Friday, March 21, 2008

BATTER UP: LOS ANGELES DODGERS

It's staying light longer, the Leafs are all-but-eliminated ... that can mean only one thing: We'll soon see the first halter dress of the season! OK, two things: It's time for baseball, the timeless game that involves committing to a team for six months after reading all winter about why they won't win jack squat. Here's a "starting nine" for the Los Angeles Dodgers.

  1. It's nice to see John Ferguson Jr. is doing consulting work: Dodgers GM Ned Colletti has a fetish for burdening his ballclub with veterans who, if not over the hill, have at least crested. See: Nomar Garciaparra -- he's likely to start the season on the disabled list; you don't say -- Juan Pierre, Andruw Jones and Luis Gonzalez (now playing for Florida at age 40). Hey, in 2001, that would have been one hell of a core group.

    In fairness, Jones isn't that bad.

    Now, here's where the Leafs analogy kind of dies. The Dodgers' young guys who have been blocked -- Matt Kemp, James Loney and Andre Ethier (pictured) -- are actually talented.
  2. Joe Torre works Blue: Ya, it's going to take some getting used to after his 12 seasons in the Yankees dugout, where he mastered the art of appearing to be deep in thought when he was really just staring straight ahead in David Puddy fashion.

    The Dodgers moving their spring training home to Arizona, that's an adjustment as well.
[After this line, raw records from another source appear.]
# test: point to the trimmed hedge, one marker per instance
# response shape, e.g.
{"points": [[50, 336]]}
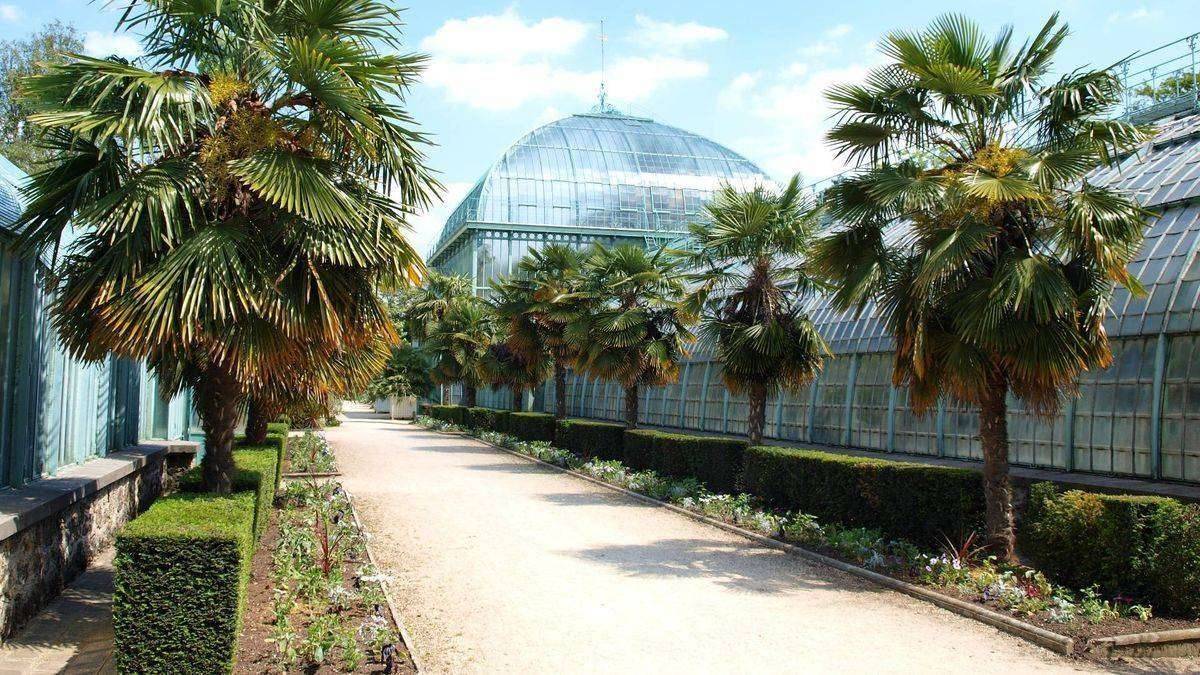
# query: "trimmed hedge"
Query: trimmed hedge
{"points": [[454, 414], [180, 584], [588, 438], [1145, 548], [489, 419], [905, 500], [532, 425], [713, 460], [257, 472]]}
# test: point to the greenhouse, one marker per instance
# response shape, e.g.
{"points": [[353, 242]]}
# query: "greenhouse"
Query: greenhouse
{"points": [[606, 177]]}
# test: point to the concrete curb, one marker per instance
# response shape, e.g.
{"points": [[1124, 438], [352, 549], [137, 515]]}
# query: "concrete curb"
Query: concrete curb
{"points": [[1041, 637], [387, 591]]}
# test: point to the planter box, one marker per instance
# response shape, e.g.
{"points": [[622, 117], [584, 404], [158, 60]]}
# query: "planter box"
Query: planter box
{"points": [[402, 408]]}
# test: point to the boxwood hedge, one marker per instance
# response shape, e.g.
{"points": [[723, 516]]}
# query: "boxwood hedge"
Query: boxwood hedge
{"points": [[489, 419], [1145, 548], [713, 460], [532, 425], [588, 438], [180, 584], [905, 500]]}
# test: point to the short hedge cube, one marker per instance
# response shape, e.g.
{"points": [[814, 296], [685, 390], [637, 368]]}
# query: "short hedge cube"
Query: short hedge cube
{"points": [[487, 419], [587, 438], [905, 500], [451, 414], [713, 460], [532, 425], [180, 584]]}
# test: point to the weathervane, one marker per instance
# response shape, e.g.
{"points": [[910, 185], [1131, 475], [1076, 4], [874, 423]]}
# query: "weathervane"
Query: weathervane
{"points": [[603, 107]]}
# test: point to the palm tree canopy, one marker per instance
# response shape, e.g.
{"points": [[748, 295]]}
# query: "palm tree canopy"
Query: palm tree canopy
{"points": [[232, 186], [971, 221], [750, 281], [637, 328]]}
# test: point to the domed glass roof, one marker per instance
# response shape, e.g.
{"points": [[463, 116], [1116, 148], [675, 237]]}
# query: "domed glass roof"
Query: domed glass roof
{"points": [[601, 172]]}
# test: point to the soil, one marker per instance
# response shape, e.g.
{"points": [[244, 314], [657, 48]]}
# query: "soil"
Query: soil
{"points": [[256, 653]]}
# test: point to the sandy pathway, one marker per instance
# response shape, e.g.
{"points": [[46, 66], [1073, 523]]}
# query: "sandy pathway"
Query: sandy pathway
{"points": [[504, 566]]}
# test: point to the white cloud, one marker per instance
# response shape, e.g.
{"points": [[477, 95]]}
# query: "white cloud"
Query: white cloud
{"points": [[111, 45], [427, 225], [503, 61], [1140, 13], [504, 37], [675, 36]]}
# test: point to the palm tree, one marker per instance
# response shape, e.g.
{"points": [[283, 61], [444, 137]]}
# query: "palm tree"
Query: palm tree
{"points": [[229, 193], [750, 282], [973, 227], [459, 342], [636, 329], [505, 366], [539, 302]]}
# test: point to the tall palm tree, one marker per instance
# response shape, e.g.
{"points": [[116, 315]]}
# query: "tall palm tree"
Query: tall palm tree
{"points": [[637, 328], [460, 341], [231, 193], [750, 284], [539, 302], [972, 223]]}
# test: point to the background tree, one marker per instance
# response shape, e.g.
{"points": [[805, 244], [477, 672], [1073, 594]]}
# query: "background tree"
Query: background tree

The upshot is that Torre probably won't burn out star catcher Russell Martin (he's Canadian!) the way that then-manager Grady Little did last summer. Martin crashed in the second half; Torre might have a better concept of "rest."

    (Remember, Little is the same manager who couldn't figure out that Pedro Martinez was knackered in Game 7 of the 2003 ALCS, even when it was obvious to people in parts on the world where they actually use the word "knackered.")
  3. Nine out 10 baseball geeks agree... That they would want to date 20-year-old lefty Clayton Kershaw if they were a woman or gay. Failing that, they'll just draft him in their keeper leagues this season. He's 6-foot-3, 210 lbs., has electric stuff and a smooth motion and averaged 12 strikeouts per nine innings in his first full pro season. He's got it all, except for a tougher-sounding first name.
  4. That's why Donnie Baseball left the Yankees: New hitting coach Don Mattingly's son, Preston Mattingly, is a 20-year-old infielder in the Dodgers system. He has potential, but he also hit .210 with no power or walks in Single-A last season and couldn't handle shortstop. It can't hurt to have his dad working for the club, eh?
  5. I don't know... third base? The Dodgers have had a hole at third base since Ron Cey retired his home-run waddle more than 20 years ago. L.A.'s third sadsackers had a gadawful .713 OPS in 2007. Naturally, Ned Colletti looked long and hard at the problem, and did nothing.
  6. Wouldn't that be rich: Second baseman Jeff Kent could make it to the Hall of Fame before archnemesis Barry Bonds does. The 40-year-old Kent's comparables are a Who's Who of Hall of Famers and near-misses and he hit (875 OPS) in 2007, so he's not slowing down.
  7. So much depends on: Well, the Dodgers can't have their 40-year-old second baseman be the team's best everyday hitter again. Jones is still only 31 years old; he should recover from his 2007 season that killed a thousand fantasy teams. Torre is probably smart enough to realize Rafael Furcal and Juan Pierre should only bat 1-2 on '80s Night, when the clock gets turned back to a time when most teams put a couple speedy slap hitters with no power or no plate discipline at the top of the lineup.

    (Pierre is actually decent when he leads off an inning; the rest of the time, he's "astonishingly awful," to quote Bill James.)
  8. Can't make too much of this: It's an election year in the States, which means superfan-sportswear mogul Alyssa Milano, who's been known to date a Dodger in her day, might end up spending more time campaigning for the Democratic nominee than hanging out at Dodger Stadium and being romantically linked to half the roster, including a few of the more mature-looking batboys.

    Hmmm, didn't the Dodgers' last division title came in 2004, which was also an election year? It did. Based on that alone, they're sure to win!
  9. Need-to-know: The National League is such a slag heap that any team which comes close to breaking even can't be ruled out as a contender in the new season. L.A. (82-80 last season) is basically a poor man's version of the Blue Jays: Good if injury-prone pitching and a below-average lineup by the standards of the Quadruple-A league. A reprise of 2007 -- when they had the best record in the NL on July 19 and faded away -- seems likely.